Dengan penuh kelelahan dan pegal yang tak punya rasa kasihan terus saja mencambuki sekujur tubuh, kami terus berjalan dari pinggiran kota - tempat manusia laknat dan bengis itu bersembunyi menuju luar kota, dibelakang rumah sakit daerah AZ, yang menjadi tujuan akhir kami. Namun entah mengapa, rasa pesimis menyerangku dan mengatakan pada jiwaku bahwa kami takkan pernah bisa selamat.

Jumlah kami masih lengkap. Aku, Oscar, Tiffany, Luke, Lidya, L dan wanita yang sedari tadi membantuku berjalan, Ashley.
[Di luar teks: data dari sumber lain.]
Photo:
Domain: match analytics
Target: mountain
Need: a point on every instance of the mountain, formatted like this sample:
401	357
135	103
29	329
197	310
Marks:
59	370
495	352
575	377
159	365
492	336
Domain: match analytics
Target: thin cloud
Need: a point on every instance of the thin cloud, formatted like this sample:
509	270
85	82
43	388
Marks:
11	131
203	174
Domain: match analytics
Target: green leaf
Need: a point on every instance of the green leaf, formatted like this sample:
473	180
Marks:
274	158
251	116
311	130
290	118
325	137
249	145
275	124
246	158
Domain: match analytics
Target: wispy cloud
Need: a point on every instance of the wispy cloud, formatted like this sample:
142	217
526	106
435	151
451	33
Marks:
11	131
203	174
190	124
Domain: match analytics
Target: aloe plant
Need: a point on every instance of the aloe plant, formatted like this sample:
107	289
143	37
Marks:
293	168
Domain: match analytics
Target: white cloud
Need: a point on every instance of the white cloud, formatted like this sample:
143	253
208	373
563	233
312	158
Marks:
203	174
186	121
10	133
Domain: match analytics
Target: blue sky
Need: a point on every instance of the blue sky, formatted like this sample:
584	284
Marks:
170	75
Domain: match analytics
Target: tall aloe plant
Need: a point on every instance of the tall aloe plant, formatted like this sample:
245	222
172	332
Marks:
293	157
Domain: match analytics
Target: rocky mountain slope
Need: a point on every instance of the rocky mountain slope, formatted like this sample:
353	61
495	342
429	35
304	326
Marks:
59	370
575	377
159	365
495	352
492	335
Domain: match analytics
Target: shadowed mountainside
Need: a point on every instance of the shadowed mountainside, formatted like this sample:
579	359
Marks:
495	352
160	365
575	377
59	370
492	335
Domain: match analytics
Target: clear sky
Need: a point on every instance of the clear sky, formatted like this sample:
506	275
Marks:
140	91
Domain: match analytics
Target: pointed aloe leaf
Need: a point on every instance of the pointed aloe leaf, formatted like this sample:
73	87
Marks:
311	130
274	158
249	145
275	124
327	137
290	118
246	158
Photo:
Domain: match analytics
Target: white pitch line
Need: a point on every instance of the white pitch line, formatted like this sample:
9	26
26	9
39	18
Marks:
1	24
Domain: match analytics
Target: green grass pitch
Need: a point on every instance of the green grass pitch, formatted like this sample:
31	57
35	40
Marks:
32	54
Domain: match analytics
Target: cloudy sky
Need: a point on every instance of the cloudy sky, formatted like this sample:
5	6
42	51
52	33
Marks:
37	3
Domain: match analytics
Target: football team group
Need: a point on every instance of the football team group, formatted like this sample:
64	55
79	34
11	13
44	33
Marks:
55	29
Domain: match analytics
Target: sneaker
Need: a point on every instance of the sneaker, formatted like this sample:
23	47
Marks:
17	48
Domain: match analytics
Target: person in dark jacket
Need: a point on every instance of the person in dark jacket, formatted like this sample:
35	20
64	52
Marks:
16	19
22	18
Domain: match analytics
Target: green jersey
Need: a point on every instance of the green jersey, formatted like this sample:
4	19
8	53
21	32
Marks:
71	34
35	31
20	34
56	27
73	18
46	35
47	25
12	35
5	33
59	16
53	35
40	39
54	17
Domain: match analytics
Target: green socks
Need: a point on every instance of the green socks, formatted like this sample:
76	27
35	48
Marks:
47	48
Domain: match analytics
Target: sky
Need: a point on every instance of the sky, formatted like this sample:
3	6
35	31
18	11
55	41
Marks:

"Apa tak apa kau menggotongku seperti ini sedari tadi?" bisikku lembut padanya.

"Tidak apa, aku hanya mencoba membantu"

Dengan terpincang-pincang aku terus melangkah. Suasana begitu sepi, kami berjalan tanpa mengeluarkan suara sedikitpun. L nampak lemas, tidak, kami semua sangat lemas, tapi keadaan L lebih buruk dari kami. Hujan turun lagi saat itu dan mengguyur kami sepanjang perjalanan kami. Tertatih-tatih, selangkah demi langkah, mencoba mengumpulkan harapan hidup yang telah lama hancur berkeping-keping.

"Teman-teman, aku rasa kita dapat masalah" cakap Lidya di tengah-tengah kesunyian yang mengepung kami sejak tadi.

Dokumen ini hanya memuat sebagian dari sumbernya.